ALPA Testifies at Hearing on Firearms for Pilots
by Airline Pilots Association
WASHINGTON, D.C. -- Citing a continued need to maximize airline security, a spokesman for the nation’s largest pilot
union today urged Congress to pass a bill introduced Wednesday that would mandate a program to allow pilots to carry firearms in the cockpit. "More than 3,000 people were murdered, billions of dollars of property damage was incurred, the nation’s economy was rocked and is still suffering, thousands of people were laid off, and billions of dollars of new spending will be allocated to security both in this country and around the globe for years to come – all because eight pilots were killed. It is obvious, or should be, that protecting the flight deck and its occupants against hijackers is now tantamount to protecting our national economy,"
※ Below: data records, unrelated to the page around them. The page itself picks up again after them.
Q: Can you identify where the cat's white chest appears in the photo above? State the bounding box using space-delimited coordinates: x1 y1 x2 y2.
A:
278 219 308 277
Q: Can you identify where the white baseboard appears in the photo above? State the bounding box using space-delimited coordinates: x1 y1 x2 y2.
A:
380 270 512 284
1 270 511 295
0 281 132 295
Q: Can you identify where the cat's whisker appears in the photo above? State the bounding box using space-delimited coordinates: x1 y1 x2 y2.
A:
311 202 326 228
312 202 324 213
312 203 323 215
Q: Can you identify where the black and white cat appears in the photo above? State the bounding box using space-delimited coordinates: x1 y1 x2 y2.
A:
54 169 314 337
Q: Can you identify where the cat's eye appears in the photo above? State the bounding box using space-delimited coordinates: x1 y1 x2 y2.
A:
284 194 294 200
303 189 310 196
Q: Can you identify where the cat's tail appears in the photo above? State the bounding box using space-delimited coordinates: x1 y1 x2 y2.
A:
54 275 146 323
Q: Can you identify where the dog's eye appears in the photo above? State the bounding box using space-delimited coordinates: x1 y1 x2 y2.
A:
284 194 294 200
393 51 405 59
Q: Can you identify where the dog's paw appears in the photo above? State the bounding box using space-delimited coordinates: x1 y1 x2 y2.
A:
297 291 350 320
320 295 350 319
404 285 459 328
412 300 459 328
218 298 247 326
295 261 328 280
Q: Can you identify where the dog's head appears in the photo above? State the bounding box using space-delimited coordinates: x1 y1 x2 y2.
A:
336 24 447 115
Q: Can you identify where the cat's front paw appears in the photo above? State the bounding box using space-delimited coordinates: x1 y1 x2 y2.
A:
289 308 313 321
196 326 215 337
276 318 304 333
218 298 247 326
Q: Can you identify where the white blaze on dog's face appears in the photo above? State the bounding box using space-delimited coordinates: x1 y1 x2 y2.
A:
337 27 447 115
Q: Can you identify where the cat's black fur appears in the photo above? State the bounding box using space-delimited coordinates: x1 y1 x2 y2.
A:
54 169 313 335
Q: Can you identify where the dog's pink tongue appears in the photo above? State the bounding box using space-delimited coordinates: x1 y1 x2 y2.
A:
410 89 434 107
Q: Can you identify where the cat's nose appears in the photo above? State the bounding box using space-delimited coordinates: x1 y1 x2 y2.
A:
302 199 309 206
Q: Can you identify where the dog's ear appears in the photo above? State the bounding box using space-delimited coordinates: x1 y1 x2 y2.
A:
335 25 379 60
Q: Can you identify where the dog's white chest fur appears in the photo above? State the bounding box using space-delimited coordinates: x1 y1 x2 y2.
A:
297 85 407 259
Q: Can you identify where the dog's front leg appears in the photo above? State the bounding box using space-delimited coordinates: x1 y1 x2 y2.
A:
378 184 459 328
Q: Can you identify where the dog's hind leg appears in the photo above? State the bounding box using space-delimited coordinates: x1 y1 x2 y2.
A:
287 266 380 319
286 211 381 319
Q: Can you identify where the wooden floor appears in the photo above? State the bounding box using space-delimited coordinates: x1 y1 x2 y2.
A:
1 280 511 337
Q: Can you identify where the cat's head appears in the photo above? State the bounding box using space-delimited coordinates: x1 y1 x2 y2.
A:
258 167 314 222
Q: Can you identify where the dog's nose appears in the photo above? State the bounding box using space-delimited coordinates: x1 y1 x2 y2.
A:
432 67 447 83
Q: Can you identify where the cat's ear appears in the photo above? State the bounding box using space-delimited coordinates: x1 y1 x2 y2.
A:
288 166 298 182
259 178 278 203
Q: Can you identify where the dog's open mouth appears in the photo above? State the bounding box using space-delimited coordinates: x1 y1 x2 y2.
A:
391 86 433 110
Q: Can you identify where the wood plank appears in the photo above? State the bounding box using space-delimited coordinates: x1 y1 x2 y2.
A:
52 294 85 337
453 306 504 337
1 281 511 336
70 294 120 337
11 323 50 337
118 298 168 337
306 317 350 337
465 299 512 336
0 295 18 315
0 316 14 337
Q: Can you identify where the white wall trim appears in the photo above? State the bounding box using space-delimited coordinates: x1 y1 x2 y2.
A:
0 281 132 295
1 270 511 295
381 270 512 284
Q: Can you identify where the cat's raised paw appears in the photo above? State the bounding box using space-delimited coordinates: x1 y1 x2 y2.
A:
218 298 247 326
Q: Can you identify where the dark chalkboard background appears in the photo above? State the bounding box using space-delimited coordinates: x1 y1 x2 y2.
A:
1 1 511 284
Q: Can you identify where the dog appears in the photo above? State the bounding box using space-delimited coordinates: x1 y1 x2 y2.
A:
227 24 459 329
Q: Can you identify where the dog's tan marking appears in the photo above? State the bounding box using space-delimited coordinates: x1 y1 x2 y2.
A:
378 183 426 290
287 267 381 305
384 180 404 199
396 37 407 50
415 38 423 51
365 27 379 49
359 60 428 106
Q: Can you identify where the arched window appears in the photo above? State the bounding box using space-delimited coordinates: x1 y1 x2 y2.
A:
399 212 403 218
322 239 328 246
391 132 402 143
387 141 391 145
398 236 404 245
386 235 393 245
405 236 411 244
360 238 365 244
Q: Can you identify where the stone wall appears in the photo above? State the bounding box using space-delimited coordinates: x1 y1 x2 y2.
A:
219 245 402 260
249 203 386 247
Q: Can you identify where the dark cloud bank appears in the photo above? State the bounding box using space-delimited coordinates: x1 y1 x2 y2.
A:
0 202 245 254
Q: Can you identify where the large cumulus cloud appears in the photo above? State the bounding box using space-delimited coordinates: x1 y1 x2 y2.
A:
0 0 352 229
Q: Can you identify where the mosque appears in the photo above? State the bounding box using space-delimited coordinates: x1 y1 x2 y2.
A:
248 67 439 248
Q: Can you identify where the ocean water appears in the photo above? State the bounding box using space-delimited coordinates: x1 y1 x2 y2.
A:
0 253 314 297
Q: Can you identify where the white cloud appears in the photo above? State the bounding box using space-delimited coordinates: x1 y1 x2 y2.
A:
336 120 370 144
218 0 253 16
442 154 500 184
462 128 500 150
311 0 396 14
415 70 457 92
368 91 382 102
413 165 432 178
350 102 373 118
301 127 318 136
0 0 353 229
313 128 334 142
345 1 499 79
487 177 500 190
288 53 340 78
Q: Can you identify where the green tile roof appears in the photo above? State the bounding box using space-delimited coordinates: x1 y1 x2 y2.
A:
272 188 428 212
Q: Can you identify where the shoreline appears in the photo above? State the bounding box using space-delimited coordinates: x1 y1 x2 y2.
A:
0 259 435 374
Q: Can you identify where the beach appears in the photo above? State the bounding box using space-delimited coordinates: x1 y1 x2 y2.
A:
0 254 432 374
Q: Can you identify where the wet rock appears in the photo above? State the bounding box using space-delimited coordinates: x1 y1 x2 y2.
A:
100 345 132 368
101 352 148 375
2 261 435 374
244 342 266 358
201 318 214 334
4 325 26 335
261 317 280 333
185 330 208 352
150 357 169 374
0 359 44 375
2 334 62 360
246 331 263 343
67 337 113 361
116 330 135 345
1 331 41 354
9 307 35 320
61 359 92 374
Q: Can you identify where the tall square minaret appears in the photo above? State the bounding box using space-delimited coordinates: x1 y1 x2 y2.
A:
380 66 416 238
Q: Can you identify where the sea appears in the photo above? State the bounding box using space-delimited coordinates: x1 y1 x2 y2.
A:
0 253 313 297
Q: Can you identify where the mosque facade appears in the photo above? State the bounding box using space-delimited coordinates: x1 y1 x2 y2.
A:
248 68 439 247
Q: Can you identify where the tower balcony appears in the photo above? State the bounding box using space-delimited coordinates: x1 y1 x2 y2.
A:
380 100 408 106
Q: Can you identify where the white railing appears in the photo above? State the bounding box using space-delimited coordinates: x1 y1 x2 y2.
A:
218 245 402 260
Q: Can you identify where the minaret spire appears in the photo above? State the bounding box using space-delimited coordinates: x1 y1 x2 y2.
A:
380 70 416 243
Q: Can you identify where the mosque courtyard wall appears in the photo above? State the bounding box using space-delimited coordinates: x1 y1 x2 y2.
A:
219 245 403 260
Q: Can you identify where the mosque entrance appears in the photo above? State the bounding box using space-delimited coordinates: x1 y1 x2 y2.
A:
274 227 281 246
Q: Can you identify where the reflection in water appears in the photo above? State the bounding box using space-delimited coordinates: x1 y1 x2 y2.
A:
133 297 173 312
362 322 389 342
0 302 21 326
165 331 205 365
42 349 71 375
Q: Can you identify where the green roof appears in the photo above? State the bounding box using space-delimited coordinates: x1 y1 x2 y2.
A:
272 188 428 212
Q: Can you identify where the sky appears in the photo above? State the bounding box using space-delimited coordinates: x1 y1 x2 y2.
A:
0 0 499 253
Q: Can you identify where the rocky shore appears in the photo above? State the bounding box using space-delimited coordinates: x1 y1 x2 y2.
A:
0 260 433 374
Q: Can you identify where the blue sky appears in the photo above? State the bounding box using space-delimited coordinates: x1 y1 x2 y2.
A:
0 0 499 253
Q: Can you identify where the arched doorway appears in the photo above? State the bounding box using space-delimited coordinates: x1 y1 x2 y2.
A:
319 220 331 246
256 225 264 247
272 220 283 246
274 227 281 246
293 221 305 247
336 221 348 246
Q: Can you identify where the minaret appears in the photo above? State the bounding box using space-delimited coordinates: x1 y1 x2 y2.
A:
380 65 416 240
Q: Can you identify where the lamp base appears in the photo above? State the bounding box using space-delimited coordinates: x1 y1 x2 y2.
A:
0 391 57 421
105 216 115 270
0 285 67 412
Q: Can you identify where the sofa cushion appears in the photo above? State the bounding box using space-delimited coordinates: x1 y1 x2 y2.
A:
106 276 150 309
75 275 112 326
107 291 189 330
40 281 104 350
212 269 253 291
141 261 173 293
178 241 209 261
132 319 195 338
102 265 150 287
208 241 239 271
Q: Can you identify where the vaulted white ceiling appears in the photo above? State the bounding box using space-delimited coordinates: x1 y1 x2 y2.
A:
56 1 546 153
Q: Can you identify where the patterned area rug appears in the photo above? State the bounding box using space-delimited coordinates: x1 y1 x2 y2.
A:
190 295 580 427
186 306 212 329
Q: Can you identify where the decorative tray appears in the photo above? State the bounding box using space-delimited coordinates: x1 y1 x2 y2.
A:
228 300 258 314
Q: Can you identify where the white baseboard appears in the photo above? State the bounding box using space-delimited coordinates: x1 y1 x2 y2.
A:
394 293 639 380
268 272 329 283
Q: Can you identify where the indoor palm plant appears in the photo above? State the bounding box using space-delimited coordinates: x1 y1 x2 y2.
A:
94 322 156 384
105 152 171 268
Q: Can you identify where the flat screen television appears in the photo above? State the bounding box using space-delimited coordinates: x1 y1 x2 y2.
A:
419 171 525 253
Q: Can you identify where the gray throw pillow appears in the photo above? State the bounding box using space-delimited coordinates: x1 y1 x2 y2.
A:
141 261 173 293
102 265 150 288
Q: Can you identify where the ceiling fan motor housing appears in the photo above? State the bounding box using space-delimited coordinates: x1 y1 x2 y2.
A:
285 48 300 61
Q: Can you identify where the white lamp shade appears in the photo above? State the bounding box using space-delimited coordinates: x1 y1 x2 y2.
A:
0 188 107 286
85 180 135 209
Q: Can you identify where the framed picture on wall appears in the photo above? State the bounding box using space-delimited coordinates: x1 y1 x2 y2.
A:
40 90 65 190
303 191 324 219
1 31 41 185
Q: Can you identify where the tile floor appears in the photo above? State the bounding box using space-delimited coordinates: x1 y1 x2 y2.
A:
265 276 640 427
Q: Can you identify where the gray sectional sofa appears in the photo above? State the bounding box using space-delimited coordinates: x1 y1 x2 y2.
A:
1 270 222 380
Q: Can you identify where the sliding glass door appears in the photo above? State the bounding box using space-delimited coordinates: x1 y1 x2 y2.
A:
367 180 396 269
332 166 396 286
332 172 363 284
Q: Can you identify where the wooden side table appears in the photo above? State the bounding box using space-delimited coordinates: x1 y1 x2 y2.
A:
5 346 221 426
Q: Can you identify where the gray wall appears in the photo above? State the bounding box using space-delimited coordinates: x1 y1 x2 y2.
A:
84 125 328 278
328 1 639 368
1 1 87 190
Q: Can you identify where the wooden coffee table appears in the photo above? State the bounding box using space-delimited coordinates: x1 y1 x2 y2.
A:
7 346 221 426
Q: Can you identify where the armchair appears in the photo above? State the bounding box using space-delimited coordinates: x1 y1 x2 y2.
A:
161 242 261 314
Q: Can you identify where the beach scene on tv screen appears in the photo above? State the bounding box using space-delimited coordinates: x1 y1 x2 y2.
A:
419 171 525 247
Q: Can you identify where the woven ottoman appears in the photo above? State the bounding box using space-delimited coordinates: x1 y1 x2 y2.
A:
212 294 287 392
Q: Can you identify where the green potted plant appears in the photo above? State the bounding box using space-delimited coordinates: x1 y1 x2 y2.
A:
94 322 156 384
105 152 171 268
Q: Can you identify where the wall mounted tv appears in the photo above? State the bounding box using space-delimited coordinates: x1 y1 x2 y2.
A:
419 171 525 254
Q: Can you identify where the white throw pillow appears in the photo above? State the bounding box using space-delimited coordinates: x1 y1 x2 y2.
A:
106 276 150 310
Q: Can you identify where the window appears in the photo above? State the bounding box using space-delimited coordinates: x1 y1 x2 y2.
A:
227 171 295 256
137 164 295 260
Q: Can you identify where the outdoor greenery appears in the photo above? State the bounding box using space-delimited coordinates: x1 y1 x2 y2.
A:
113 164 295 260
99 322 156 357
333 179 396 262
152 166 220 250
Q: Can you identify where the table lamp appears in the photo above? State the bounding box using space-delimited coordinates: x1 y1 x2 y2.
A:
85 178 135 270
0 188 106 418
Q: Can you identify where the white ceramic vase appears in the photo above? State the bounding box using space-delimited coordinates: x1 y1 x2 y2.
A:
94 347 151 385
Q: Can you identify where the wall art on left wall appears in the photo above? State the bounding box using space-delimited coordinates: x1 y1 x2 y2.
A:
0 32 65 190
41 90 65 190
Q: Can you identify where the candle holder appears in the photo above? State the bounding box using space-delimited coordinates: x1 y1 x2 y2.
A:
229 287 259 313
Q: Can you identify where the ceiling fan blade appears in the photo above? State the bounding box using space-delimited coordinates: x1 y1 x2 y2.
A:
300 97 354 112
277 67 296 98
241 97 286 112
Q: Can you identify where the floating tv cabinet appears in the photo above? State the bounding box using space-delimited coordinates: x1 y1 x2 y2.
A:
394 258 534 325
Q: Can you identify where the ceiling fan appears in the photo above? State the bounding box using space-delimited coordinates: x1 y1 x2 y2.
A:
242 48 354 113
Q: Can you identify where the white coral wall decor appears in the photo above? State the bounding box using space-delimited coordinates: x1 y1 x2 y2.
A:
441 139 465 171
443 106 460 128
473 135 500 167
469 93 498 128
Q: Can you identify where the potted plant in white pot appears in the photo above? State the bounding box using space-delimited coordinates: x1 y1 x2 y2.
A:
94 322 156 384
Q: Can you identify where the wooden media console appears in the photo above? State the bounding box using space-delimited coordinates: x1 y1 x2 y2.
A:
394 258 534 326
said Capt. Steve Luckey, security chairman for the Air Line Pilots Association (ALPA).
Luckey was testifying at hearings by the House Aviation Subcommittee, which is looking into the question of arming pilots. "We are convinced that the ailing airline industry, which is still profusely hemorrhaging red ink, could virtually disappear if another successful attack is launched against us. If the airline industry takes another downward spiral, it most certainly will harm hundreds of businesses as well," Luckey said. ALPA strongly supports the Arming Pilots Against Terrorism Act, HR-4635, sponsored by Don Young (R-AK) and John Mica (R-FL), which mandates a program for qualified, trained, volunteer pilots to be deputized as Federal Flight Deck Officers and carry firearms as a last line of defense against terrorism.
Lucky’s testimony offers reasons why this program is necessary and rebuttals to objections to firearms in the cockpit. From 1961 to 2001, pilots were permitted to carry firearms. Many did so – and safely – during the Cuban hijackings of the 1970s. Ironically, the FAA revoked that regulation last July, shortly before the Sept. 11 attack. Luckey said that based on information from the Department of Justice, the Office of Homeland Defense, the Transportation Security Administration and other sources, the risk of another terrorist attack against airlines still exists. And the next attack would not be with box cutters, but with smuggled firearms or undetected explosives carried by terrorists. ALPA represents more than 62,000 cockpit crewmembers at 42 airlines in the U.S. and Canada.